RAM, Mux, Address, Accumulator and Control EEPROM. Your next-to-last CHUMP stage pulls the last two months of development together. Here's the rough task sequence we'll follow,
- The RAM (74LS189), Mux (74LS157), Address (74LS174), Accumulator (74LS377) and EEPROM (AT28C16) Expert ACES must be ready to answer questions from the group as we navigate the development of the control codes.
- After a review of CHUMP's Address, Data and Control Buses we're ready to develop the contents of our Control EEPROM. See page 40.
- Dust off your EEPROM Burner and flash your Control EEPROM with the codes you've developed.
- This stage may require a significant rearrangment of the CHUMP ICs on your board as you introduce (potentially) the final set of ICs. A general outline of your CHUMP processor appears to the right.
- Wire in the remaining ICs. You are encouraged to use your wire kit to colour-code the Address, Data and Control Buses.
- Incorporate current limited LEDs (preferably rectangular, in custom ACES bargraphs) strategically, throughout your build for an enhanced view experience.
- For this segment's accompaying video, you are asked to lead off with exactly three full executions of your CHUMP code, at 1 Hz, so viewers (me) can witness the precise LED or 7-Segment representation of your machine language instructions. On the heels of that you can engage in a discussion of your build.

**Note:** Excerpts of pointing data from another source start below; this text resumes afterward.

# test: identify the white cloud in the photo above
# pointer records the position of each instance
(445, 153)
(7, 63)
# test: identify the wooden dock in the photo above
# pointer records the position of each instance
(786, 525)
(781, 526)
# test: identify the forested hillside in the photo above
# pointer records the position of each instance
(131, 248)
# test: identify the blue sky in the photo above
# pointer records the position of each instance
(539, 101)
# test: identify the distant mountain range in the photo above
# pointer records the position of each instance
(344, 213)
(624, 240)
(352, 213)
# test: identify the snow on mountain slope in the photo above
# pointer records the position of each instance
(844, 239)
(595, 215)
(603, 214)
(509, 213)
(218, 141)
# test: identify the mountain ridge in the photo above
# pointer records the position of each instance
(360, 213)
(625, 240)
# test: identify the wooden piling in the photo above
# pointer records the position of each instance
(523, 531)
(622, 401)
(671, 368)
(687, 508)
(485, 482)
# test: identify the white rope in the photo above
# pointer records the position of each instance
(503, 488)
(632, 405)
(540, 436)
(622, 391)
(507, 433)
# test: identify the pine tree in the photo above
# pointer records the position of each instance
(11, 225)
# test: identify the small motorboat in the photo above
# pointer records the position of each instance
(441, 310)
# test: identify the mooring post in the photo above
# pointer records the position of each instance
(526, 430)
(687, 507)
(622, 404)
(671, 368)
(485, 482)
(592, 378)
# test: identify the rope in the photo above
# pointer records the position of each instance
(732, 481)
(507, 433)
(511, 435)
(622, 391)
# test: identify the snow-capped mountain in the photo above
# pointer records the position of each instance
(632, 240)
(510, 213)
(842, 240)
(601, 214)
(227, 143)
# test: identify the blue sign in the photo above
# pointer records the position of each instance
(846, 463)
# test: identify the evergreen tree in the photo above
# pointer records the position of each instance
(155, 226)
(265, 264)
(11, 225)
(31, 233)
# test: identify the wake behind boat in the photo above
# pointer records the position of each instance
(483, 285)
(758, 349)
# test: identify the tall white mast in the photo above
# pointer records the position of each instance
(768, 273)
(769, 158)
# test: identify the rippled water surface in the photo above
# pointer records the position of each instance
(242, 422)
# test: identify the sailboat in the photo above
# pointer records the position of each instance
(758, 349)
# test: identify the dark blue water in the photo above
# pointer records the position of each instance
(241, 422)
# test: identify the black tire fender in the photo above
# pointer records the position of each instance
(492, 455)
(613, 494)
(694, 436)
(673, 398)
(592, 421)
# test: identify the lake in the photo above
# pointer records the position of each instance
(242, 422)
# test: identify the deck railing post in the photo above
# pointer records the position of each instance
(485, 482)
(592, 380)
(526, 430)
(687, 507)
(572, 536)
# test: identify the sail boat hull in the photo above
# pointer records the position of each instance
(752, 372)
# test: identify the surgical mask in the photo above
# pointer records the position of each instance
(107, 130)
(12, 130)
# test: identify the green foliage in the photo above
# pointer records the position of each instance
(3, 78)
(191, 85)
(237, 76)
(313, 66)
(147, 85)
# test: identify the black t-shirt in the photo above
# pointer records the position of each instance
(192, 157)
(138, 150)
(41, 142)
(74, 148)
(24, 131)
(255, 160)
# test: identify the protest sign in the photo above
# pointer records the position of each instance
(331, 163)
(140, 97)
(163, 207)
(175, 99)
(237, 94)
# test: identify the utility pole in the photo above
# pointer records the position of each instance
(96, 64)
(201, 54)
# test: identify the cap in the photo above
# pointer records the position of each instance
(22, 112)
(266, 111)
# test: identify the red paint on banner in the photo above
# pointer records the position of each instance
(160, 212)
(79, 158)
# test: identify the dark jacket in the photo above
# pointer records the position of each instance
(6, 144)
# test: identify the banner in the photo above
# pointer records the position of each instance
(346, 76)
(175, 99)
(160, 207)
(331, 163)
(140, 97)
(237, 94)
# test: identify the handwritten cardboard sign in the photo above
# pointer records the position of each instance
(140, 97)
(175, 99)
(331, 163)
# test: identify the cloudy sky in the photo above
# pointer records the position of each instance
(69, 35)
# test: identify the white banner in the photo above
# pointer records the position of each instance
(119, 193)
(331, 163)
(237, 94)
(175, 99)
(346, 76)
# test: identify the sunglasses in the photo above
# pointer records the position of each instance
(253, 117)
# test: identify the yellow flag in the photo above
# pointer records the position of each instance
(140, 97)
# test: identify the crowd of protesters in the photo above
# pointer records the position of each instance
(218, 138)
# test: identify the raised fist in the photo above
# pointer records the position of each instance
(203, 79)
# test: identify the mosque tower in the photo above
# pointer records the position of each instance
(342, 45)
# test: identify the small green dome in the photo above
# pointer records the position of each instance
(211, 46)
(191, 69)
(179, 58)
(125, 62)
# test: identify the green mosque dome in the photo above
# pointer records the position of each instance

- Write the Report and submit.
Feinberg's Sample Code CHUMP Control EEPROM Table
Code (Revisited). As is fitting, your CHUMP marathon concludes by revisting its starting point. Weeks ago you were asked to write software for a hardware device you had not constructed. In this final stage you asked to flash the code you commited to at the beginning of this project onto your Program EEPROM and demonstrate its execution on your processor. Include the code again in your DER, noting any minor modifications required to account for details you may have overlooked or had been unaware of. Be sure to include coverage of this executing software in your summary video.
Congratulations on achieving this memorable outcome.